I have taken a basic course in topology and read a fair amount, so I've been trying to use/generalise a version of Arzela-Ascoli (which assumes $X$ is compact and various other stronger conditions) that we proved in the course. In particular, I know that the subspaces of $C(X)$ I'm considering are uniformly equicontinuous (indeed they are 1-Lipschitz) and I was hoping that this would be enough to deduce separability of the subset.
I know there are a few steps in typical Arzela-Ascoli-type proofs:
- You require the input space to be separable to get a countable dense subset (and this is what we are assuming!).
- You show that given some (uniformly) bounded sequence of functions has a "diagonal" subsequence such that the members' outputs converge on the dense subset (this makes no assumptions on $X$).
- You show that if $(f_n)$ is uniformly equicontinuous and converges on the dense set, then it converges in the maximum norm to some $f$. (The proof I know only uses $X$ being totally bounded for this step.)

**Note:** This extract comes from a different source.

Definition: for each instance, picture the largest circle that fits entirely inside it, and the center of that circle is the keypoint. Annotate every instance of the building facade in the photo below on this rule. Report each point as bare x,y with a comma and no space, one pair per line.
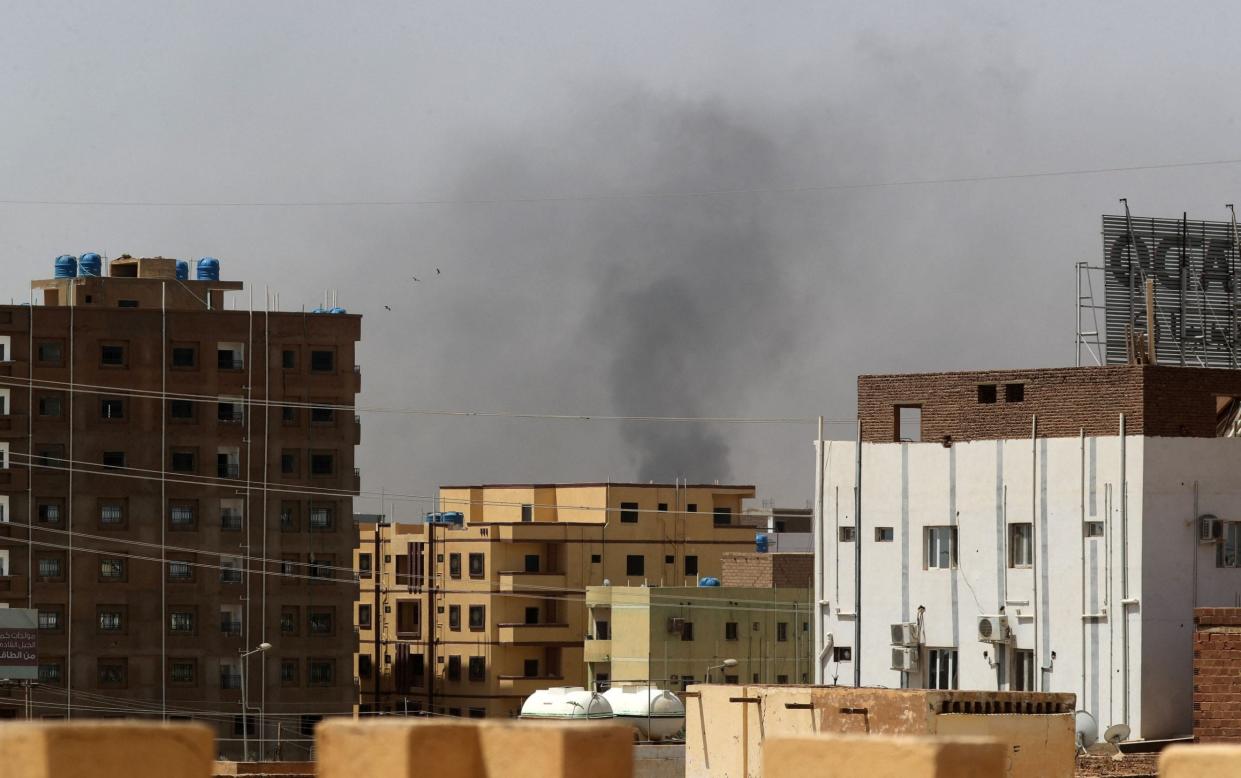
478,613
1082,514
672,637
176,489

- You put this altogether, along with maybe some fact like compact iff closed and totally bounded, to deduce your Arzela-Ascoli.
I'm not really sure how to adjust steps 3 and 4 to deduce separability...
EDIT:
I've found an essentially unrelated argument which directly shows that if $S\subseteq C(X)$ is bounded and uniformly equicontinuous and $X$ is totally bounded, then $S$ is totally bounded. This is almost but not quite what I want!
Your question is a bit mysterious so I don't precisely know what are your assumptions on the subspace. Nevertheless I think it isn't true.
Counterexample Let $X=[0,\infty)$. It's separable. For any $c\in C:=\{0,1\}^{\Bbb N}$ there is a $1$-Lipschitz function $f_c\in C(X)$ such that $f_c(n)=c(n)$. Observe that if $c_1\neq c_2$ then $\|f_{c_1}-f_{c_2}\|_{\sup}\geq 1$. Then $F=\{f_c:c\in C\}$ is an uncountable discrete subset of $C(X)$. Therefore it isn't separable.